The limb bubuki are very adaptable to their context. The new set of bubuki that Matobai brings quickly assume the same forms as the ones that he, Arabashiri, Tsuwabuki, and Hazama were wielding before, and Ōbu’s limbs modify themselves to match Entei when temporarily under Reoko’s control.
The heart bubuki, on the other hand, come in one standard model. That, plus the fact that they aren’t strictly necessary for a buranki to operate, suggests that they were developed separately to control the other bubuki.
Active Raid #7 – It’s Hoshimiya’s turn in the spotlight, and she is revealed to be not only a major infrastructure geek but the inevitable Pink Ranger. In fact, with the debut of the proper full opening this week, it appears that every single person in Unit 8 has their own personal Willwear and will have to experience a slightly embarrassing transformation scene at some point.
Logos, or at least one member of it, isn’t above meddling in politics. Whether it’s at the behest of the prefectural governor or on their own agenda isn’t clear, but the end result is a complicated plan that ends in the murder of this week’s suit-operating patsy and the suicide of his employer. Well, apparent suicide…
This is the second episode in a row that’s ended with a sudden death. Dr. Kasumigaseki was old, and he’d just had a hard day refurbishing his old robot, and it fits narrative expectations that he could die peacefully after reliving his dream one last time. But after a second coincidental death, it seems like there’s more going on here. Perhaps there’s a deeper plot at work where Logos provokes incidents that are providing cover for murders.
Or we could just be dealing with a writer with a tendency to repeat himself.
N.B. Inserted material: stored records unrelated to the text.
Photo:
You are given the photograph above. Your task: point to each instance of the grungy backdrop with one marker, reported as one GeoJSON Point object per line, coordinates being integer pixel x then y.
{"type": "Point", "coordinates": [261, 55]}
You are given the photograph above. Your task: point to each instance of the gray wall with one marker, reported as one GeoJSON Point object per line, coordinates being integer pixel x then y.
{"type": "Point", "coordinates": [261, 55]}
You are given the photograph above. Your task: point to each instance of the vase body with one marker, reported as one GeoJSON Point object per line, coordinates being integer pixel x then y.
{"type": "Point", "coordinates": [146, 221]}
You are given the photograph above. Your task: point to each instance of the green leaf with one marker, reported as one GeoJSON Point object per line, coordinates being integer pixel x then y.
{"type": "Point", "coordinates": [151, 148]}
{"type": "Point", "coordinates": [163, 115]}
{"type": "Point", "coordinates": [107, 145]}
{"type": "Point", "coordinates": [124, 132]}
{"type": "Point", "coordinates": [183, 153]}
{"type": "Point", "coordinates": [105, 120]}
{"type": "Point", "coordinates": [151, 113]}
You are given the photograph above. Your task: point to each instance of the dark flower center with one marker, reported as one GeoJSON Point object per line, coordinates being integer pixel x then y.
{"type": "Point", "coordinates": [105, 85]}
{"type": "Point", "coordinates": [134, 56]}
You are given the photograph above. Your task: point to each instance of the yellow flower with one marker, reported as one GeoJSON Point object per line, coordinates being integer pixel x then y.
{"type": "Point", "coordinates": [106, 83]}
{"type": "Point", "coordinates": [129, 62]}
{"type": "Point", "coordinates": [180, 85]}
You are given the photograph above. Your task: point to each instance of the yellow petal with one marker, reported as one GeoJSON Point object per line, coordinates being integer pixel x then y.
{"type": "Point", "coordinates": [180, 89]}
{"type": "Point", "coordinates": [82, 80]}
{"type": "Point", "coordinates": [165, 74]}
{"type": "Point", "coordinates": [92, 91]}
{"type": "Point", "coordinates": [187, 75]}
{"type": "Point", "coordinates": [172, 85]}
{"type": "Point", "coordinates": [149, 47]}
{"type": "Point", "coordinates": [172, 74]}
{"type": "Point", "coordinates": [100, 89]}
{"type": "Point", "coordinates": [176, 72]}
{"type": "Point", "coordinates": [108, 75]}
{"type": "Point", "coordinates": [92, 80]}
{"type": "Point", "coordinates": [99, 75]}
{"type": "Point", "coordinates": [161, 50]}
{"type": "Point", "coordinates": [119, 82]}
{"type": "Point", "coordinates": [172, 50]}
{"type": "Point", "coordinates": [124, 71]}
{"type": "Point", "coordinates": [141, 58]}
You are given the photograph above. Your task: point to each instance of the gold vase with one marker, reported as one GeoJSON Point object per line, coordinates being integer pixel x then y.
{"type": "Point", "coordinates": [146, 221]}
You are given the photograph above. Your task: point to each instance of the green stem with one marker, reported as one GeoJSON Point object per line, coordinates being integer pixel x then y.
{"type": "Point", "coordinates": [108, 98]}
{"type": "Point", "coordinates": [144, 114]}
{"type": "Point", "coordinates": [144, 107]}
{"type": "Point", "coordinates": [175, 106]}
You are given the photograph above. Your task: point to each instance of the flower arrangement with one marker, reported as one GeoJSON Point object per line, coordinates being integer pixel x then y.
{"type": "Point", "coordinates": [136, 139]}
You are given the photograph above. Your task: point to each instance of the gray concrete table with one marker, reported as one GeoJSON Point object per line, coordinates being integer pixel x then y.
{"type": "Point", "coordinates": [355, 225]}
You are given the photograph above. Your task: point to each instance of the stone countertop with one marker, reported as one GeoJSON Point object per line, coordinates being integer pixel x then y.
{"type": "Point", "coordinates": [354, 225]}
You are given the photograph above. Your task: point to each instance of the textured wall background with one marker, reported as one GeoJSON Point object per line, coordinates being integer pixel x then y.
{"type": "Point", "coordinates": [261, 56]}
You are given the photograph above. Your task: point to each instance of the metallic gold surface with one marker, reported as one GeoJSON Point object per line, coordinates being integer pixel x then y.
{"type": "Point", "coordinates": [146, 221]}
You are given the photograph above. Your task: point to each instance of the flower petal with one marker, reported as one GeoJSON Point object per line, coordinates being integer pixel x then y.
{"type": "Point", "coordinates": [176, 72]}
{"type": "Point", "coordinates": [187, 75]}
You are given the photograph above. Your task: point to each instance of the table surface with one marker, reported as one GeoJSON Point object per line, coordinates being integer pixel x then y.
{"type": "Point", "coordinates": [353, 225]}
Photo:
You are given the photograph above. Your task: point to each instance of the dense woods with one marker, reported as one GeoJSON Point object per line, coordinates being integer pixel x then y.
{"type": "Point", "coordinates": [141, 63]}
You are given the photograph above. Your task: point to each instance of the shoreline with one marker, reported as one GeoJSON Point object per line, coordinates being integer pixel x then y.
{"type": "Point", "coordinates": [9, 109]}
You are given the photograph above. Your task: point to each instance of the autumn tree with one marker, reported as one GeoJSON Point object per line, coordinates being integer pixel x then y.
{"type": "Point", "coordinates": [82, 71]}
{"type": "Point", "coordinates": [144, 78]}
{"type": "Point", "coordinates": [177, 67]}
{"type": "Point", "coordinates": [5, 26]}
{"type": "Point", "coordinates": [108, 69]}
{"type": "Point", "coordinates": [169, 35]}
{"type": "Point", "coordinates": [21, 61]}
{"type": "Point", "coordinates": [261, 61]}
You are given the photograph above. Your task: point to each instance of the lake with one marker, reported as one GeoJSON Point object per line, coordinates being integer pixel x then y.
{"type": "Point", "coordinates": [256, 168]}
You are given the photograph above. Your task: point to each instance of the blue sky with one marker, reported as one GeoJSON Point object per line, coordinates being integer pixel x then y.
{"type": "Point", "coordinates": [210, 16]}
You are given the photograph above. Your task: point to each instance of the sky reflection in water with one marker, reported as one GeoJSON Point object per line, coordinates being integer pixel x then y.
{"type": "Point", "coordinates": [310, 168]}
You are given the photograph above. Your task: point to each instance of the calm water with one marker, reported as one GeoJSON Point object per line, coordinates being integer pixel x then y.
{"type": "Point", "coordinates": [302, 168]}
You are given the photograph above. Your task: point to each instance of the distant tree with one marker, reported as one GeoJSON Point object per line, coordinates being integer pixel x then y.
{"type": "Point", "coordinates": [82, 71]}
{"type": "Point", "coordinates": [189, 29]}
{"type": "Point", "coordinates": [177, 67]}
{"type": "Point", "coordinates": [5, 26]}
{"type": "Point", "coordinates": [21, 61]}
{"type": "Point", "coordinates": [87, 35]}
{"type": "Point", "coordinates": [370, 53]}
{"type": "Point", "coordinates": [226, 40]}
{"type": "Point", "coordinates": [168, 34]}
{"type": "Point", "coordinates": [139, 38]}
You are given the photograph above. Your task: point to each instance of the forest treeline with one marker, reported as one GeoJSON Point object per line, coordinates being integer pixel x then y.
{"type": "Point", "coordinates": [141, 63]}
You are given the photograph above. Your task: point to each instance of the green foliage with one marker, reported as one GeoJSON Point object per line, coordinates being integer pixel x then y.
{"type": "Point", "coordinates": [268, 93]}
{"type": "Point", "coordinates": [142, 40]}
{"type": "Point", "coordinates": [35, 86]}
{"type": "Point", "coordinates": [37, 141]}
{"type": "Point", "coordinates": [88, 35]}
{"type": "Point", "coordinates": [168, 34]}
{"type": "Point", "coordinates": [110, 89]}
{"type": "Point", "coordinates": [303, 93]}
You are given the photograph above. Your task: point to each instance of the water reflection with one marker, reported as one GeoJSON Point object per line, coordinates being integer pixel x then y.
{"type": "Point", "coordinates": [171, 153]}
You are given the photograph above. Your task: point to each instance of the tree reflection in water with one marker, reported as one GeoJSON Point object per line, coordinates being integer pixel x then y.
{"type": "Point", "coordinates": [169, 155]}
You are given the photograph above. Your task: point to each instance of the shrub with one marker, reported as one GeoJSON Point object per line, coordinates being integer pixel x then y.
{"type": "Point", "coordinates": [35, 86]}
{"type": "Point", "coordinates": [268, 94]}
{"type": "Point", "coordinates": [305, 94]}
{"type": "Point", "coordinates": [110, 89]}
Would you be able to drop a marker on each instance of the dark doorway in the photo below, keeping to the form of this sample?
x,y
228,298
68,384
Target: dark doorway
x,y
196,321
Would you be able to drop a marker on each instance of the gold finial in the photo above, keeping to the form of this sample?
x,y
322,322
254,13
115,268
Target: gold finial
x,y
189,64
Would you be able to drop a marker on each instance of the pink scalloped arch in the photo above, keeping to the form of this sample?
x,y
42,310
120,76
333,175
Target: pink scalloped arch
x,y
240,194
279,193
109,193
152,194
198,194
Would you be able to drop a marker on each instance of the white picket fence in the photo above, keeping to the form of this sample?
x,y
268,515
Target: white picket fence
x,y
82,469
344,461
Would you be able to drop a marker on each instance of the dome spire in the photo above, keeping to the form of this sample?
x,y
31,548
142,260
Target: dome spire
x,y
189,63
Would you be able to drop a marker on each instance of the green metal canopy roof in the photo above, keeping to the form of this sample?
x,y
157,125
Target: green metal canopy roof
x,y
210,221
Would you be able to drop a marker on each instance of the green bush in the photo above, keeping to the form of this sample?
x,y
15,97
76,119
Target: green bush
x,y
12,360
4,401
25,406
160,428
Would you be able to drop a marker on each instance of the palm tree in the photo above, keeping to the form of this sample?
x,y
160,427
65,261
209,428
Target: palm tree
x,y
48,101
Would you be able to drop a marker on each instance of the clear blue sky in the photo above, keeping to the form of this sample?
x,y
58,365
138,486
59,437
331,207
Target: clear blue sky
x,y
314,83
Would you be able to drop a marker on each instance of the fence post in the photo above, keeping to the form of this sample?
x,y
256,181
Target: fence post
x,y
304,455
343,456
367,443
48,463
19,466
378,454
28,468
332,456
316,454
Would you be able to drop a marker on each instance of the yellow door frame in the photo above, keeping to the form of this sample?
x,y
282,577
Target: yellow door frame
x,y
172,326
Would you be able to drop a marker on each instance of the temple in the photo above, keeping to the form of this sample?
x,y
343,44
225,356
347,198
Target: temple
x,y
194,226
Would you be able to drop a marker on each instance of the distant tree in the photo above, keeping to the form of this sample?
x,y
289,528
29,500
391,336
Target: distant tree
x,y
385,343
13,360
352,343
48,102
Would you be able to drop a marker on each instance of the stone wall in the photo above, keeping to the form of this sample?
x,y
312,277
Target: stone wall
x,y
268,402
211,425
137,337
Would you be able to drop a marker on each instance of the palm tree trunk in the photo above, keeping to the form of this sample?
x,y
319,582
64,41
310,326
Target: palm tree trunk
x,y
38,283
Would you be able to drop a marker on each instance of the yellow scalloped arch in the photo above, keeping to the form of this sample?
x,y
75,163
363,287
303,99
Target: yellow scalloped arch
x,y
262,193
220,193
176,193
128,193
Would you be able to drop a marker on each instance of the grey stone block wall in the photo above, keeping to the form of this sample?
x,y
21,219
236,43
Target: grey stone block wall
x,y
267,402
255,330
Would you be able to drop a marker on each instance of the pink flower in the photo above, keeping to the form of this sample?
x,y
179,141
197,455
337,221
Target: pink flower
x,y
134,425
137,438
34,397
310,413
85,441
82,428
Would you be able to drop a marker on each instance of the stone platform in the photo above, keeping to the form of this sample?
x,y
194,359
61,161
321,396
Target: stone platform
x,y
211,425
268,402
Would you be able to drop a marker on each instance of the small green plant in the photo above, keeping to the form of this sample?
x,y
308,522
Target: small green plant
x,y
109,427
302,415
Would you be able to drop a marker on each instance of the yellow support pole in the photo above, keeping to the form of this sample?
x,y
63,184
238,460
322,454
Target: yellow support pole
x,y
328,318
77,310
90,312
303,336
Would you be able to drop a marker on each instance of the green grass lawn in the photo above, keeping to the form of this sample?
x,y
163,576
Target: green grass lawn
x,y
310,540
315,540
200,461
You never know.
Utawarerumono: The False Faces #20 – Going up against Tuskuru is proving a much bigger challenge than Yamato has ever faced, because Tuskuru has its own magic/technology that can counteract Yamato’s masks. This leads to a lot of inconclusive skirmishing in which no one of any importance is really threatened.
The main point of this episode is to break out more characters from the first Utawarerumono. Benawi and Kurō both served with Hakuōro, the founder of Tuskuru and protagonist of the first story. And it’s revealed that Kuon is Hakuōro’s daughter.
This has rather less weight than it should, because Haku still doesn’t know a thing about the person he was named for and probably won’t bother to ask for a long time. If only a few minutes of pointless hijinks from the first half could have been displaced by some buildup. It’s just another missed opportunity out of many.